Thursday, 12 May 2022 09:46

Dirco condemns killing of Al Jazeera journalist Shireen Abu Akleh.

By Lehlohonolo Lehana.

Photo Credit:Aljazeera.

The Department of International Relations and Cooperation (DIRCO) has condemned in the strongest possible terms the killing of Al Jazeera journalist, Shireen Abu Akleh, allegedly by the Israeli Defence Force on Wednesday.

Akleh was shot in the head while on assignment in Jenin, covering Israeli raids on Jenin in the occupied West Bank. Another Al Jazeera journalist, Ali Samoudi, was also wounded after being shot in the back.

The Director-General of DIRCO, Zane Dangor, said the targeting of journalists in the occupied territories, and in conflict zones like Ukraine and Afghanistan, appears to be part of a pattern of silencing the free press, and is an outright contravention of international law.

"In a situation of occupation, protest action is one of the few ways in which Palestinians can make their voices heard. International human rights law obligates the occupying power to allow for the freedom of expression and protests.

"In other conflict zones, civilians and other non-combatants must be protected in keeping with the Principle of Distinction and other protective measures of the Geneva Conventions," Dangor said.
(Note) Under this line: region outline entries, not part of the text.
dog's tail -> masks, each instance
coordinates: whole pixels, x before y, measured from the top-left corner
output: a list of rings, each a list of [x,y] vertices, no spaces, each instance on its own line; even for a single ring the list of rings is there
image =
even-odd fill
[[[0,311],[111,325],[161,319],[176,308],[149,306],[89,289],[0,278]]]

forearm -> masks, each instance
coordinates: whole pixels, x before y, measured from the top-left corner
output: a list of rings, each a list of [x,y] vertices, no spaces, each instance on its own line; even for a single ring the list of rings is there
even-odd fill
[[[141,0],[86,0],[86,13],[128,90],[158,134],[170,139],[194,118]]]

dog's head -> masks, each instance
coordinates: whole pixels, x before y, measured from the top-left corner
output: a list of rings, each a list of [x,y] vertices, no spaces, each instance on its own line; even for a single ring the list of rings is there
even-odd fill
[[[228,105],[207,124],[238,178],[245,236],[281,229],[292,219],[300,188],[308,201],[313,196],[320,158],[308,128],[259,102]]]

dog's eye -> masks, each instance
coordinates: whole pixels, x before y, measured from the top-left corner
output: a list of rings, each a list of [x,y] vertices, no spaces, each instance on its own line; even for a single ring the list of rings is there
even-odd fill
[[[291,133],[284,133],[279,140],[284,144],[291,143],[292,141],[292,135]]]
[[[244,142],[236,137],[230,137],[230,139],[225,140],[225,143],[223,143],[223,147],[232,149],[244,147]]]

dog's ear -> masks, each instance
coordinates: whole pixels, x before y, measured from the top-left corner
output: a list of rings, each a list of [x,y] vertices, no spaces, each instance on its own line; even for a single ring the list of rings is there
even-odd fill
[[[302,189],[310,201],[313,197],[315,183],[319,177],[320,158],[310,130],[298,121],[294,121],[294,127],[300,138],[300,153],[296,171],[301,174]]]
The Director-General said the ability of journalists to cover events as they take place is essential, and efforts to intimidate and assassinate members of the media cannot be allowed to continue with impunity. 

United Nations

In New York, the US ambassador to the United Nations, Linda Thomas-Greenfield, called Abu Akleh's death "really horrifying" and called for a transparent investigation.

She said protecting American citizens and journalists was "our highest priority."

Thomas-Greenfield said Abud Akleh did "an extraordinary interview" with her in the West Bank last November. "I left there feeling extraordinary respect for her," she said.

The UN Human Rights office urged for an "independent, transparent investigation into her killing. Impunity must end."

The White House also called for a thorough probe.

"We are heartbroken by and strongly condemn the killing of American journalist Shireen Abu Akleh in the West Bank," Ned Price, US State Department Spokesman, said on Twitter. "The investigation must be immediate and thorough and those responsible must be held accountable. Her death is an affront to media freedom everywhere," he added.

Earlier in the day, the US ambassador to Israel, Tom Nides, had said on Twitter he was "very sad" to learn about the journalist's killing and called for "a thorough investigation into the circumstances".

European Union

Luis Miguel Bueno, the EU’s spokesperson for the Middle East and North Africa, said on Twitter that he was "shocked" by the killing of Abu Akleh while she was doing her job reporting on Israeli raids in Jenin.

"We express our deepest condolences to her family and call for a swift and independent investigation to bring the perpetrators to justice," he said.

Amnesty International

Agnes Callamard, Amnesty International's Secretary General, said that the killing was "a bloody reminder of the deadly system in which Israel locks Palestinians".

"Israel is killing Palestinians left and right with impunity," she added.

In a statement, Al Jazeera Media Network condemned the "blatant murder" that violates "international laws and norms" and called Abu Akleh's death a "heinous crime, through which it is intended to prevent the media from fulfilling its message".

"We hold the Israeli government and the occupation forces responsible for the killing of the late colleague Shireen," the statement said.

Al Jazeera called on the international community to hold the Israeli occupation forces accountable for their "intentional targeting and killing" of Abu Akleh.